A subset $\tilde{V}$ in $X/\mathcal{R}$ endowed with the quotient topology is closed if and only if $p^{−1} (\tilde{V} )$ is closed in $X$.

For a topological space $X$ and a equivalence relation $\mathcal{R}$ on $X$, and $p:X\to X/\mathcal{R},\ x\mapsto[x]$, my notes has the proposition:

A subset $\tilde{V}$ in $X/\mathcal{R}$ endowed with the quotient topology is closed if and only if $p^{−1} (\tilde{V} )$ is closed in $X$.

With proof following from the fact that

$$p^{-1}\big((X/\mathcal{R})\setminus\tilde{V}\big)=X\setminus p^{-1}(\tilde{V}).$$

I can see that, as $p$ is continuous, $\tilde{V}$ closed in $X/\mathcal{R}$ $\Leftrightarrow$ $(X/\mathcal{R})\setminus\tilde{V}$ open in $X/\mathcal{R}$ $\Rightarrow$ $p^{-1}\big((X/\mathcal{R})\setminus\tilde{V}\big)=X\setminus p^{-1}(\tilde{V})$ open in $X$ $\Leftrightarrow$ $p^{-1}(\tilde{V})$ closed in $X$.

I can't see the other direction though. It seems to fail as $p^{-1}(S)$ open $\not\Rightarrow\ S$ open.

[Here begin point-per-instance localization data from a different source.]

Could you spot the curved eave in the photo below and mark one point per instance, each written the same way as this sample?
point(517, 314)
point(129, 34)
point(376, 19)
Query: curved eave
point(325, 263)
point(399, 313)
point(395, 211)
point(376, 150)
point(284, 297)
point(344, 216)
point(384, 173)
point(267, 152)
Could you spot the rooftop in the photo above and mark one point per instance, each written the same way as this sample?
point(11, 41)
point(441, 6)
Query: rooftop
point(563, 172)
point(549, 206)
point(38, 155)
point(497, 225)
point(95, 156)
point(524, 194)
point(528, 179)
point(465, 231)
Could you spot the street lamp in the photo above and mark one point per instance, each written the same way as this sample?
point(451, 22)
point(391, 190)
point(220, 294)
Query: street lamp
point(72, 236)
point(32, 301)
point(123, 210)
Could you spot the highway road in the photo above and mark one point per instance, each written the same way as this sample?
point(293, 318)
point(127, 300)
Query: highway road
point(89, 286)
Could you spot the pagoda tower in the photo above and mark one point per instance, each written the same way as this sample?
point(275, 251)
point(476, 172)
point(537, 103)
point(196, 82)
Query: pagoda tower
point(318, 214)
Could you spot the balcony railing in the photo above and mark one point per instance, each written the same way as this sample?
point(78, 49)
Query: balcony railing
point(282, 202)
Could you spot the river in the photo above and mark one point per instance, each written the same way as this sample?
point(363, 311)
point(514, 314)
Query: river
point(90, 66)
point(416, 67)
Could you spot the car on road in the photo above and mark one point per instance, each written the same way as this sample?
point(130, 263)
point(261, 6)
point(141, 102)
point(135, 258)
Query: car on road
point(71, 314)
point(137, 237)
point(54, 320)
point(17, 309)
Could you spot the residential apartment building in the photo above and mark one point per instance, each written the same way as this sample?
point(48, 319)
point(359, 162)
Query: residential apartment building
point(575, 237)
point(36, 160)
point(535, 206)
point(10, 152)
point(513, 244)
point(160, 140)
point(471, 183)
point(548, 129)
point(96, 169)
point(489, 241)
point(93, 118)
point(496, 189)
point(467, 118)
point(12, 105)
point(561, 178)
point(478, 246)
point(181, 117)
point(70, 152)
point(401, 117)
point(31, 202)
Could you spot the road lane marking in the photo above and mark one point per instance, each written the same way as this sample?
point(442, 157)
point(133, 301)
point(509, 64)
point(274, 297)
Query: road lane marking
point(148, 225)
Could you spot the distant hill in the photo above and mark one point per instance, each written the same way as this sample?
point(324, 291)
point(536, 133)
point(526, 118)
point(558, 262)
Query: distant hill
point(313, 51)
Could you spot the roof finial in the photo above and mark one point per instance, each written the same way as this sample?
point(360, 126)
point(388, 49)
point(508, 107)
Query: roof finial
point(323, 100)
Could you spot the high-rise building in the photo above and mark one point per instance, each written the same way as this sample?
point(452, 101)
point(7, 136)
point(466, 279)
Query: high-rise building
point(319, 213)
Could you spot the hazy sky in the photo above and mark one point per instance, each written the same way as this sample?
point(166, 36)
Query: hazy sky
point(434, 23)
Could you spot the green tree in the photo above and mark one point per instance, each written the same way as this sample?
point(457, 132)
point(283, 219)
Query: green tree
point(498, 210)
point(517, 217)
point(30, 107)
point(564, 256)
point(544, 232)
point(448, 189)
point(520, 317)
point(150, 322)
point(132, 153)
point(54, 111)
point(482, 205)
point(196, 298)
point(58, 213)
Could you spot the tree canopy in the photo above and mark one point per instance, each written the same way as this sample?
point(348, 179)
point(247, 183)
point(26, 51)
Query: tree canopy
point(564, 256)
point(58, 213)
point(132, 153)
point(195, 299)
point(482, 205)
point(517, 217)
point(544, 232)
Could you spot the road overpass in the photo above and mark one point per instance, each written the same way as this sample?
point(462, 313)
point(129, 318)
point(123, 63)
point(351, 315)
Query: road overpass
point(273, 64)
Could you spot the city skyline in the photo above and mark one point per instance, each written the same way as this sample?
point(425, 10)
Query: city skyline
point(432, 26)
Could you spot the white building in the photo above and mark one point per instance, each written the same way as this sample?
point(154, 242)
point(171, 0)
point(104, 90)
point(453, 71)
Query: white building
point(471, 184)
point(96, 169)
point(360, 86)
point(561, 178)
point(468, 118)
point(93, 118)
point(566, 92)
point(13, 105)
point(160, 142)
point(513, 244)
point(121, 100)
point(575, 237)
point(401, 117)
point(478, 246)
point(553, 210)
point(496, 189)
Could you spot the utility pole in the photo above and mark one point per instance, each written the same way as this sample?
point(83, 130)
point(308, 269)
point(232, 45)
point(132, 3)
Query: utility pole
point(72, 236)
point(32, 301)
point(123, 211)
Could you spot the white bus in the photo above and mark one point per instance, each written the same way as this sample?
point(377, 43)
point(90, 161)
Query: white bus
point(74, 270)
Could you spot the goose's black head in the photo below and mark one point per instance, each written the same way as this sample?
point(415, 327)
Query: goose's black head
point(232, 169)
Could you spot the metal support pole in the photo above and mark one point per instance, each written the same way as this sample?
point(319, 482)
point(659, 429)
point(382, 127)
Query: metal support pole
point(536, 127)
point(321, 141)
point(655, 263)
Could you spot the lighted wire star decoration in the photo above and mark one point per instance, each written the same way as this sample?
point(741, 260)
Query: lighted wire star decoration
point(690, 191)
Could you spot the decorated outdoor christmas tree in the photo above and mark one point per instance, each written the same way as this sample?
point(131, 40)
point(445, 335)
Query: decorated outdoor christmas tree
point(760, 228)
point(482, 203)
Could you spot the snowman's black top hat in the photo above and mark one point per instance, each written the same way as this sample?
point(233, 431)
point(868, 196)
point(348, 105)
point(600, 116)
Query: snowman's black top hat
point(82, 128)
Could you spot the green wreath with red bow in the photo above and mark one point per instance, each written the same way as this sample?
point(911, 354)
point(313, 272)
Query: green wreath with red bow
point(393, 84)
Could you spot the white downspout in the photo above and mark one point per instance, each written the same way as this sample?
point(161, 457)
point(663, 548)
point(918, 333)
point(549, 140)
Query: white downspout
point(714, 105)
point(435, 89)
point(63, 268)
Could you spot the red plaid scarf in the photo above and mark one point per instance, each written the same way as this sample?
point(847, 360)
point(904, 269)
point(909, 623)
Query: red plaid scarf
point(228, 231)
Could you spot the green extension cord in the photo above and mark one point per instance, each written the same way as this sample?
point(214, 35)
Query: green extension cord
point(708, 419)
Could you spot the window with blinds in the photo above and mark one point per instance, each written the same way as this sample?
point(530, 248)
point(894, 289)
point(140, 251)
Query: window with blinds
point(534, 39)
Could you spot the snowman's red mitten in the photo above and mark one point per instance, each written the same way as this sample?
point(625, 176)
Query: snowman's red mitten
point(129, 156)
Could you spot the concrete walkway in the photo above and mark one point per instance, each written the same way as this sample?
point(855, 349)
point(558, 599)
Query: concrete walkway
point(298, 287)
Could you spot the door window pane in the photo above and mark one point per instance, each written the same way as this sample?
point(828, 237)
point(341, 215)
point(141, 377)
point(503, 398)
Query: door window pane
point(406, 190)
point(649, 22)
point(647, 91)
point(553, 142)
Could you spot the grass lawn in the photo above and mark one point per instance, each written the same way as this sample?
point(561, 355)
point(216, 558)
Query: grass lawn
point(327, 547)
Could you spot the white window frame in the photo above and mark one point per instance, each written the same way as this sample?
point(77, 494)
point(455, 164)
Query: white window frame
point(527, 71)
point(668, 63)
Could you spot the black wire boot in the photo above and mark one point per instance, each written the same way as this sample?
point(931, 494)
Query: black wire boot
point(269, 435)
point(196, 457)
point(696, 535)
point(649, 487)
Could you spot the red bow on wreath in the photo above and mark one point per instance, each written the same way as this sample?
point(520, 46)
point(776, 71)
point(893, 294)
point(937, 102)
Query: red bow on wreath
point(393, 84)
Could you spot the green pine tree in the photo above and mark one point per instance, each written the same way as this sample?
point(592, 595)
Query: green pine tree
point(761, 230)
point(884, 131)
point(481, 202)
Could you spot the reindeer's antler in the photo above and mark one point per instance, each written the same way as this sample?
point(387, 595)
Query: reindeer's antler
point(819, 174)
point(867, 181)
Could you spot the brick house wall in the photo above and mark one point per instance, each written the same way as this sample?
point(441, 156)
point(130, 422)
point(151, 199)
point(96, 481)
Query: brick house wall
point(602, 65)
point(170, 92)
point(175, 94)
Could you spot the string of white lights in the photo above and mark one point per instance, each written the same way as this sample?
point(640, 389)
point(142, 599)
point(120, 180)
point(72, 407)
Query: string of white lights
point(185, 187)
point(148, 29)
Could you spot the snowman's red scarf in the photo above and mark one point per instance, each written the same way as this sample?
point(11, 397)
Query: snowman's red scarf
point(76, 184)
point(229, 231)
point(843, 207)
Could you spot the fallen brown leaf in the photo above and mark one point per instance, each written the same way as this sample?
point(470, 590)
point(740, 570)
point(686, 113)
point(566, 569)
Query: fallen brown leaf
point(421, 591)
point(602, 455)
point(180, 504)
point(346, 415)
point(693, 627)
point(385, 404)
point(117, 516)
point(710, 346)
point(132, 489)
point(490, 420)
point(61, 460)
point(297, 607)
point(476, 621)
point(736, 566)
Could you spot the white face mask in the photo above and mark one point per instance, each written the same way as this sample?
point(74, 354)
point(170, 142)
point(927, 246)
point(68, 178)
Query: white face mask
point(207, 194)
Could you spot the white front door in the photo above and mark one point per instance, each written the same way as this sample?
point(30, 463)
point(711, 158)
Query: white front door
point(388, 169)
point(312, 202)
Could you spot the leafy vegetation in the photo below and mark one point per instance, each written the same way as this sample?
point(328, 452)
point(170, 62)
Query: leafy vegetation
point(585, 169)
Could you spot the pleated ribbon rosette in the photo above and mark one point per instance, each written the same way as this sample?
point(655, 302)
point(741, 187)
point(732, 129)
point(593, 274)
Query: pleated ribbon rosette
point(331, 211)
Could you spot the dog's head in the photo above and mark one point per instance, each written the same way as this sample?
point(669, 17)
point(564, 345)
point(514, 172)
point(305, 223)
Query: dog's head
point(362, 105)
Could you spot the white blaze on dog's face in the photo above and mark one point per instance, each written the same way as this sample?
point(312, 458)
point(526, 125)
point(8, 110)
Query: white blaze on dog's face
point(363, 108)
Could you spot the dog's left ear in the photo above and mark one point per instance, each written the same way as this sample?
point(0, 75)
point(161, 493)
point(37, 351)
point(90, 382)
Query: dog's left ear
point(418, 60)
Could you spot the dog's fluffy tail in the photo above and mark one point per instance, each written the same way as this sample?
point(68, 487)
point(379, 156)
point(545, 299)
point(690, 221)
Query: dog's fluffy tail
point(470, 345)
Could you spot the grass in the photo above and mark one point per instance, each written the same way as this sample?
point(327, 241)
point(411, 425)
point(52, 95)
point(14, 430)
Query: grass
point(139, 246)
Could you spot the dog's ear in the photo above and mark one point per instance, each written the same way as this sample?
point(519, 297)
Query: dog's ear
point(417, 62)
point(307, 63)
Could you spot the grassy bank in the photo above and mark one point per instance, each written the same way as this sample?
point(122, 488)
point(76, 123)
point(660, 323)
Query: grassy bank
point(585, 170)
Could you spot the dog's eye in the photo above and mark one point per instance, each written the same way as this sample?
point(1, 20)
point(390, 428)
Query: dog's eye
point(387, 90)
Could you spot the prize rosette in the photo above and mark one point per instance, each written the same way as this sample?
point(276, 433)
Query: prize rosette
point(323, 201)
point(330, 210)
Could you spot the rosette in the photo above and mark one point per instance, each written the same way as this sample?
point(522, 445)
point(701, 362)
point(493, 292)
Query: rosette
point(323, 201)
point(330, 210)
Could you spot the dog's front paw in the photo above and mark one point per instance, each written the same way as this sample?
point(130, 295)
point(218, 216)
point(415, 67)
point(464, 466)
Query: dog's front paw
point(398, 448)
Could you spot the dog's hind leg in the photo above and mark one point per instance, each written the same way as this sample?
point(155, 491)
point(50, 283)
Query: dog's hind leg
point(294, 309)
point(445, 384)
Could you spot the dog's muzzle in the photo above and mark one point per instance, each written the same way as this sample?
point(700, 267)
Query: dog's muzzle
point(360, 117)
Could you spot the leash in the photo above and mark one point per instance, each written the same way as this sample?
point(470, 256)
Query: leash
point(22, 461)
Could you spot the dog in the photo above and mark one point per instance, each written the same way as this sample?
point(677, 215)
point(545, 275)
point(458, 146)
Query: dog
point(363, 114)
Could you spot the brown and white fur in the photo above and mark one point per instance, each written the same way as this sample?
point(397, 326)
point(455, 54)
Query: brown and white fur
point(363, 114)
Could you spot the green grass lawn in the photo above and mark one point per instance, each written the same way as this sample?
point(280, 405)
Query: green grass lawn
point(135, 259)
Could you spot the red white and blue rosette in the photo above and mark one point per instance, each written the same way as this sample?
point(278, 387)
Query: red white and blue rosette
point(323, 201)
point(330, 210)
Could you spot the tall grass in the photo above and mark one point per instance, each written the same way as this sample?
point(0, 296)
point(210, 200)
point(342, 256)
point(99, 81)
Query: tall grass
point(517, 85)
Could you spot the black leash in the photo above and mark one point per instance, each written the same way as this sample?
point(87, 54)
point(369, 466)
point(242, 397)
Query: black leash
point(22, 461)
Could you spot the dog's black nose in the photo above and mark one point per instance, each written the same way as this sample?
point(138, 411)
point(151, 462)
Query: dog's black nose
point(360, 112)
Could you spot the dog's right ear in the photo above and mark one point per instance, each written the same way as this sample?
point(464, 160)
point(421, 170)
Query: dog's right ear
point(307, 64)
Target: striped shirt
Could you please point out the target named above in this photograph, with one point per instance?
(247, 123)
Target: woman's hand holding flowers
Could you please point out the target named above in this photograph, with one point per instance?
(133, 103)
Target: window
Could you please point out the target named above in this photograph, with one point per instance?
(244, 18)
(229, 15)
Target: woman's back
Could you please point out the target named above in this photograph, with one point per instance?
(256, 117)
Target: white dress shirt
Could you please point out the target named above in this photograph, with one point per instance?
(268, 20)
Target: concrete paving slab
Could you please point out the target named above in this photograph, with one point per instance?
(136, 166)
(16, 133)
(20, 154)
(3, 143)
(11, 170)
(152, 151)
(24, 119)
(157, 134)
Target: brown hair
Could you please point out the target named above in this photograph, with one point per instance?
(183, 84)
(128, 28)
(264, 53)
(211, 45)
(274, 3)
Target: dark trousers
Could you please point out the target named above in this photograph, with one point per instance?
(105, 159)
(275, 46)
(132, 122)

What am I missing to complete the proof?

Is $p^{-1}$ continuous?

This is the definition of the topology on the quotient space : a subset of the quotient is open by definition if and only if its inverse image by $p$ is open, and if we note $Y$ the quotient space, we have $p^{-1}(Y\backslash U) = X\backslash p^{-1} (U)$, which shows that a subset of $Y$ is closed if and only if its inverse image by $p$ is closed, as being closed is by definition being the complementary of an open set.
By the way $p^{-1}$ is not an application between a priori topological spaces, so asking about its continuity is wrong. The application $p^{-1}$ is an application from $\mathscr{P}(Y)$ to $\mathscr{P}(X)$.